SMARG are succinct non-interactive computationally-sound proofs (aka, arguments). The non-interactive model includes a common reference string (CRS, which may be either random or structured), and adaptivity refers to whether the cheating prover selects a false claim based on the CRS. It is known that SNARGs can be constructed in time that is closely related to the complexity of deciding membership, and the challenge is to construct SNARGs in polynomial-time when given an NP-witness (for an input in an NP-set).

One result that was mentioned is that (interactive) batch arguments for NP (see Ron Rothblum's presentation (above)) can be converted into SNARGs for NP.

Venkatesan Guruswami - The Parameterized Inapproximability Hypothesis

Parameterized problems refer to pairs of the form $(k,x)$ such that $k$ is a parameter that restricts possible solutions and $x$ is the actual input; e.g., in case of VC, on input $(k,G)$, one seeks a $k$-vertex cover in $G$ (or asks if such exists). Recall that FPT is the class of such problems that can be solved in time $f(k)\cdot\poly(|x|)$, where $f$ is an arbitrary function (and indeed VC is in FPT via a truncated search on all possible sets). In contrast, under ETH, Clique is not in FPT (and is complete for a class denoted W[1] (i.e., the reduction is in FPT and the new parameter depends only on the original parameter)).

The Parameterized Inapproximability Hypothesis (PIH) asserts that the constraint satisfaction problem in which the instances have $k$ variables that range an alphabet of size $n$ and (2-variable) constraints that are specified in the input are not in FPT. (Note that unlike in CSP, the set of possible constraints is not fixed for the problem; instead, they are an integral part of the input.)

It was known that gapETH implies PIH, and the focus here is in proving that ETH itself implies PIH. See GLRSW24.

Shafi Goldwasser -- Verification of ML

My take-home is a non-ML version of what Shafi talked about.
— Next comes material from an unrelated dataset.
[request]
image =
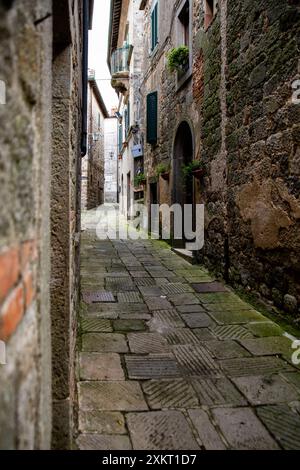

Recall that a checker for a search problem R is a probabilistic oracle machine, denoted $C$, that is required to satisfy the following two conditions:

  1. For every correct program $P$ (i.e, $P(x) \in R(x)$ for every $x$ that has a solution and $P(x)=\bot$ otherwise), and for every input $x$, it holds that the probability that $C^P(x)$ accepts is at least $2/3$ (alternatively, one may insist on probability 1).
    (This may be viewed as a completeness requirement.)
  2. For every program $P$ and every input $x$, if $P$ outputs a wrong answer on $x$ (i.e., $P(x)\not\in R(x)$ when $R(x)$ is non-empty, and $P(x)\neq\bot$ otherwise), then the probability that $C^P(x)$ rejects is at least $2/3$.
    (This may be viewed as a soundness requirement.)
Note that when $P$ outputs a correct answer on $x$, although $P$ is not correct on all inputs, we are allowed to reject although $P$ may be incorrect on very few inputs. Hence, any problem that ca be solved in polynomial-time has a trivial checker which always rejects (assuming we limit the scope to polynomial-time programs). This unappealing phenomenon does not arise if we strengthen the first condition as follows Note that combining such a strong checker with a program that is correct on $1-\eps$ fraction of the inputs yields a program that yields a correct answer on $1-O(\eps)$ fraction of the inputs, and outputs a special failure symbol on the other inputs. This effect can be met by any self-corrector for $R$, but the self-correction requirement seems stronger; that is, the latter requires obtaining the correct output for every input when providing with a program that is correct on at least $1-\eps$ of the inputs, for some specified $\eps$. In other words, combining a self-corrector with a self-tester, we do get a strong checker, but this may be an overkill. Indeed, can we obtain strong checkers in cases that we know of no (efficient) self-correctors and testers (let alone when we know that such cannot exist)?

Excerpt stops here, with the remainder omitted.